Clear Sky Science · en
Cationic biocide susceptibility and tolerance-associated genes in clinical, environmental, and commensal Enterococcus isolates
Why cleaning chemicals do not always win
Hospitals rely on disinfectants and antiseptics to keep dangerous germs in check, yet some bacteria manage to hang on and spread. This study looks at Enterococcus, a common gut bacterium that can cause serious infections, and asks how well it withstands two widely used disinfectants, as well as antibiotics. Understanding where stronger, more tolerant strains come from helps explain why hospital infections can be so stubborn and how hygiene practices might be improved.
Where the bacteria come from
The researchers collected 520 samples from three places: hospital patients, hospital surfaces such as beds and equipment, and the stool of healthy volunteers. From these, they isolated 120 strains of Enterococcus, focusing on the two species most often linked to human disease. They then tested how easily each strain was killed by several antibiotics and by two common cleaning chemicals, chlorhexidine and benzalkonium chloride, which are used in hand scrubs, surface disinfectants, and many everyday hygiene products.

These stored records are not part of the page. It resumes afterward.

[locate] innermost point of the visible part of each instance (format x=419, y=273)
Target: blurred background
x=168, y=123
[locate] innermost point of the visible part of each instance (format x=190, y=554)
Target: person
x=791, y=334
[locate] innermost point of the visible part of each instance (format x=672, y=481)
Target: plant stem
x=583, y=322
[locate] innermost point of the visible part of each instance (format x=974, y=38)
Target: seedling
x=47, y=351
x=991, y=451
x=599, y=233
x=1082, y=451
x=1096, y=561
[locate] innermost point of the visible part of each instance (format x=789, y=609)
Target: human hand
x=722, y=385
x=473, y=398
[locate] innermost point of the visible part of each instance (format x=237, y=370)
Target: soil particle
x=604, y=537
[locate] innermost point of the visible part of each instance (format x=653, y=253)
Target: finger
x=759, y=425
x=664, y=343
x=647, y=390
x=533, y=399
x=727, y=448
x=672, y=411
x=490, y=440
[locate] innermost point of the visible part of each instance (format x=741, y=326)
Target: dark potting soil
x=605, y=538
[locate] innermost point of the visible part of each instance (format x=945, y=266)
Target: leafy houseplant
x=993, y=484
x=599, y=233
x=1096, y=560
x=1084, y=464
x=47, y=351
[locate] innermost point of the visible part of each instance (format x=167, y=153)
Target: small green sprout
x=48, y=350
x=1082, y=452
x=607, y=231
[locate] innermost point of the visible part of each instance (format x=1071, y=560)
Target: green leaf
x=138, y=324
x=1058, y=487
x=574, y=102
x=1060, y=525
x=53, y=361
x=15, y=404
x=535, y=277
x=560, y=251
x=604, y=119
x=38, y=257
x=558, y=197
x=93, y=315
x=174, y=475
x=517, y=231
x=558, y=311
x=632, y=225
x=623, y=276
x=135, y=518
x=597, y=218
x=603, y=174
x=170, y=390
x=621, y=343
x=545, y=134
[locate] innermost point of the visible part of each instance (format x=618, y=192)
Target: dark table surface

How the team measured toughness
To gauge how tough the bacteria were, the team determined the minimum inhibitory concentration, or MIC, for each disinfectant, which is the lowest amount needed to stop bacterial growth under lab conditions. They also tested whether the bacteria formed slimy communities called biofilms, which can cling to surfaces and shield cells from harm. Finally, they looked for specific genetic elements that act like tiny pumps inside the cell membrane, pushing out antibiotics and disinfectant molecules before they can do damage.
Hospital strains prove harder to kill
The results showed a clear pattern. Enterococcus strains taken from patients were more resistant to key antibiotics, especially gentamicin and ciprofloxacin, than those from hospital surfaces or healthy people. These clinical strains also tended to need higher doses of chlorhexidine and benzalkonium chloride to be controlled, signaling reduced susceptibility. Two thirds of all isolates could form biofilms, and this ability was much more common and stronger among the clinical strains, suggesting that hospital bacteria are better equipped to stick around and survive cleaning efforts.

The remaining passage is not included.